[PYTHON] Overlay and visualize Geo data and statistical data

This article wrote the December 23rd article of Data Visualization Advent Calendar on the 30th. Well there is.

In this article, I would like to display the estimated future population of each prefecture on a map of Japan. If you use e-stats, you can get the estimated population of each prefecture from 2020 to 2045, and plot it on the map with animation.

Use folium and plotly to plot the map.

environment

Google Colaboratory plotly
geopandas shapely folium

First, get the data of prefectures

First, to plot the prefecture, get the position data. I was wondering if there was data on the location of the prefectural office of each prefecture, so let's create and plot the data for the center of each prefecture using Administrative Area Data of National Land Numerical Information of the Ministry of Land, Infrastructure, Transport and Tourism. I think.

First, download the zip file at the bottom to get the national data.

Image from Gyazo

Then, when you unzip the file, 7 data will appear as follows.

Image from Gyazo

Then load the geojson file with the geopandas read_file method.
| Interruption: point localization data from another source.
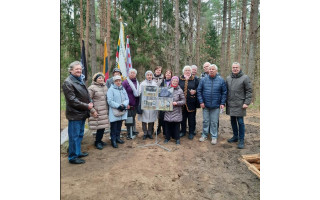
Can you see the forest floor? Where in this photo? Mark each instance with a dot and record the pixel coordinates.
(192, 170)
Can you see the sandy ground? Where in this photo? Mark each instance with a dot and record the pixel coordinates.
(193, 170)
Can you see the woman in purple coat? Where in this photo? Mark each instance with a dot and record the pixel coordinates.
(131, 85)
(173, 118)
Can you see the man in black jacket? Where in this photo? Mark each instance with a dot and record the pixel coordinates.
(78, 105)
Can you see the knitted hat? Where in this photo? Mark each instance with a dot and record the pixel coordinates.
(147, 72)
(116, 78)
(175, 77)
(96, 76)
(116, 70)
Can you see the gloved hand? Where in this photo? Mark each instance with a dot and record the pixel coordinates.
(121, 108)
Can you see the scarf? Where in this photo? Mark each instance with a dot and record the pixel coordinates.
(134, 89)
(80, 79)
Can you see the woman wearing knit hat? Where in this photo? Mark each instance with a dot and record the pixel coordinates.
(118, 101)
(99, 118)
(173, 118)
(165, 83)
(148, 117)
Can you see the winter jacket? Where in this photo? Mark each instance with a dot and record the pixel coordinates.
(176, 114)
(158, 79)
(109, 82)
(98, 94)
(147, 116)
(186, 86)
(117, 96)
(239, 93)
(212, 91)
(133, 101)
(77, 99)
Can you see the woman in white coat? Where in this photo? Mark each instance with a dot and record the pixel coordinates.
(148, 117)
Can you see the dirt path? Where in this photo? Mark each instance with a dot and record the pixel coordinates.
(192, 170)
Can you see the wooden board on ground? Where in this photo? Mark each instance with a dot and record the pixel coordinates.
(253, 163)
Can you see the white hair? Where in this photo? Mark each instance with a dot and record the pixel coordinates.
(185, 67)
(73, 64)
(236, 63)
(206, 64)
(194, 67)
(215, 66)
(133, 70)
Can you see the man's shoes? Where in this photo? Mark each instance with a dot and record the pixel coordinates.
(103, 144)
(114, 144)
(191, 136)
(233, 139)
(119, 141)
(83, 154)
(182, 134)
(241, 144)
(99, 146)
(214, 141)
(77, 161)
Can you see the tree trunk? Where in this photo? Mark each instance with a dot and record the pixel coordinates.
(103, 26)
(108, 32)
(160, 16)
(228, 63)
(81, 24)
(253, 39)
(177, 36)
(92, 43)
(115, 9)
(87, 31)
(223, 40)
(198, 35)
(190, 53)
(243, 36)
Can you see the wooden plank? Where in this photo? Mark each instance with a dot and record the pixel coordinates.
(251, 167)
As you can see next, the data has 115,000 lines of prefecture names, location data, etc.

Image from Gyazo

Next, check the coordinate reference system. EPSG: 6668. According to Linked data, it seems to be called Japan Geodetic System 2011. It seems that western Japan and eastern Japan are different. I want to use "World Geodetic System 1984" for data visualization, so I will change the CRS.

Image from Gyazo

By the way, the data you want to create is the center data of the prefecture, so roughly combine all the polygons of the prefecture and take the center point there. Use shapely for that. The following code is an example using data from Hokkaido.

#Create a data frame only for Hokkaido
hokkaido = data[data['N03_001'] == 'Hokkaido']
#Create a MultiPolygon with all the geometry values ​​of Hokkaido and take the center point
center_hokkaido = shapely.geometry.MultiPolygon(hokkaido.geometry.values).centroid 

Next, visualize the center point using folium.
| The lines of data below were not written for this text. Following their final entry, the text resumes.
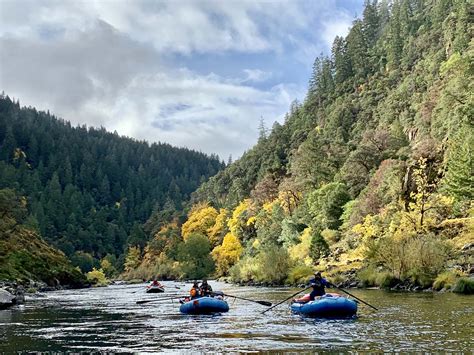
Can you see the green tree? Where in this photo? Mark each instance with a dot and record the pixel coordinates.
(194, 256)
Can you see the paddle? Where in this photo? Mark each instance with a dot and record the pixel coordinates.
(160, 299)
(263, 303)
(340, 289)
(285, 299)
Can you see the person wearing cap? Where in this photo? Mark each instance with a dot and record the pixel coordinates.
(194, 292)
(205, 288)
(318, 283)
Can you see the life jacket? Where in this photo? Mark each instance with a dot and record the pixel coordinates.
(205, 289)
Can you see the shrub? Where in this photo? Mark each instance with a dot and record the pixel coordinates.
(299, 274)
(464, 285)
(97, 277)
(370, 276)
(331, 236)
(445, 280)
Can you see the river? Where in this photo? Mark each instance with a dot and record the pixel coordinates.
(108, 319)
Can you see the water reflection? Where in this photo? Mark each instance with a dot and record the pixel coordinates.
(108, 319)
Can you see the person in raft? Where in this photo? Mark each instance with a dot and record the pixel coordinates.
(155, 283)
(318, 283)
(194, 291)
(206, 289)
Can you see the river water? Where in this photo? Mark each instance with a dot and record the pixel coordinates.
(109, 320)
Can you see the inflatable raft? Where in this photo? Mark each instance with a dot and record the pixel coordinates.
(330, 305)
(204, 305)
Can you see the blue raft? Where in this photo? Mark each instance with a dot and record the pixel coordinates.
(327, 306)
(204, 305)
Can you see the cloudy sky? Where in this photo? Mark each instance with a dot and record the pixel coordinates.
(198, 74)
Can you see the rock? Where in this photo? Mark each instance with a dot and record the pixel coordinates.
(6, 299)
#Create a map object and place the center point you created earlier on the center point
m = folium.Map([center_hokkaido.y, center_hokkaido.x], zoom_start=8)
#Place a marker at the specified point
folium.Marker([center_hokkaido.y, center_hokkaido.x]).add_to(m)

Image from Gyazo

Well, I can make something that looks like a center point, so for the time being, I will create position data for each prefecture using this method. Here, we will loop around to store the prefecture name, longitude and latitude in the list, and create a GeoDataFrame.

ken_list = list()
center_list = list()
for ken in data['N03_001'].unique():
  ken_data = data[data['N03_001'] == ken]
  ken_center = shapely.geometry.MultiPolygon(ken_data.geometry.values).centroid
  ken_list.append(ken)
  center_list.append(ken_center)

ken_data = gpd.GeoDataFrame()
ken_data['name'] = ken_list 
ken_data['geometry'] = center_list
ken_data = ken_data.set_index('name')

Created data

Image from Gyazo

Acquisition of future estimated population data

Obtain future estimated population data for each prefecture from e-stats. Download from the same page, delete unnecessary columns and simply recreate the column name.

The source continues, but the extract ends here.